Interessante anche il confronto con la Mercedes di Andrea Kimi Antonelli. Analizzando i riferimenti cronometrici, la Ferrari perde soprattutto nell'ultimo settore, dove il deficit non sembra imputabile esclusivamente alla power unit. Un indizio che porta a pensare che il problema principale sia il comportamento della vettura in inserimento e soprattutto in uscita dalle ultime curve, dove trazione e stabilità fanno la differenza.

Vasseur ha poi ridimensionato anche le aspettative legate al primo aggiornamento della power unit Ferrari, introdotto proprio questo fine settimana grazie alle possibilità offerte dall'ADUO. "Lo sapevamo già una o due settimane fa: non bisogna aspettarsi un enorme passo avanti.

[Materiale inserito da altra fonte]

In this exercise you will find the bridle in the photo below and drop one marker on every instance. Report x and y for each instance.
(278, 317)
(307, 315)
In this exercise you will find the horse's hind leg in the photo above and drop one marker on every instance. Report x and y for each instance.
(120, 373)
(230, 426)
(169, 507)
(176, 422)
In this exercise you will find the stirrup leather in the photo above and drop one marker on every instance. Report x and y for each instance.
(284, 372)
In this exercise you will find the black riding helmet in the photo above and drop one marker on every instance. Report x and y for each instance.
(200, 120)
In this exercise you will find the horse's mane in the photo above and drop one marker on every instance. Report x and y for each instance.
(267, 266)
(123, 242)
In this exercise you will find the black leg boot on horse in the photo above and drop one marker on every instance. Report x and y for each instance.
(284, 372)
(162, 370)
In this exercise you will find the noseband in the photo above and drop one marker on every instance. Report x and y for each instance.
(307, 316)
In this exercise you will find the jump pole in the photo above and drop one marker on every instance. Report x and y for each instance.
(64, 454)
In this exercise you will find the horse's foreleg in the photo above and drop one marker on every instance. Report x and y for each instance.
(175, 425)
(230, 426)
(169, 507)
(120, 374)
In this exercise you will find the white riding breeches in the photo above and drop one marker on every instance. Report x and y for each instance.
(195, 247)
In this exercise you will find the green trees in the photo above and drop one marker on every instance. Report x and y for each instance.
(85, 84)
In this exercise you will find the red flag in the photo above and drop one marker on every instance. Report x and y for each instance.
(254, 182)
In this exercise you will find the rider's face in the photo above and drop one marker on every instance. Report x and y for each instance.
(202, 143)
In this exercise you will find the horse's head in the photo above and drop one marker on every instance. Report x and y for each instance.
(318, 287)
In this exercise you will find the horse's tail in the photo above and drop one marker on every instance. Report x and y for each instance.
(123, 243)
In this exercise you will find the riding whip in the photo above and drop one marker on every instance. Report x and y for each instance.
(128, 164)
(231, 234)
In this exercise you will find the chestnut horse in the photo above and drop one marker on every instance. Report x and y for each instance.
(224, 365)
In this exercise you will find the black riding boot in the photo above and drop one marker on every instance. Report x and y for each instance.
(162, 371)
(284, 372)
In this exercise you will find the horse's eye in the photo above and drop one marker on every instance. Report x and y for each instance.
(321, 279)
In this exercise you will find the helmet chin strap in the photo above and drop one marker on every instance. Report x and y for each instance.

Abbiamo montato il nuovo motore, ma non è un aggiornamento che da solo possa cambiare la situazione".

La priorità resta quindi un'altra: ritrovare la finestra di funzionamento della vettura. "Siamo ancora molto lontani dal nostro potenziale. Dobbiamo concentrarci su noi stessi, mettere insieme tutti gli elementi e fare il miglior lavoro possibile", ha concluso Vasseur.

La sensazione è che la notte di lavoro sia stata particolarmente intensa. La Ferrari dovrà probabilmente intervenire in maniera significativa sull'assetto per cercare di ritrovare quel bilanciamento che ieri è completamente mancato.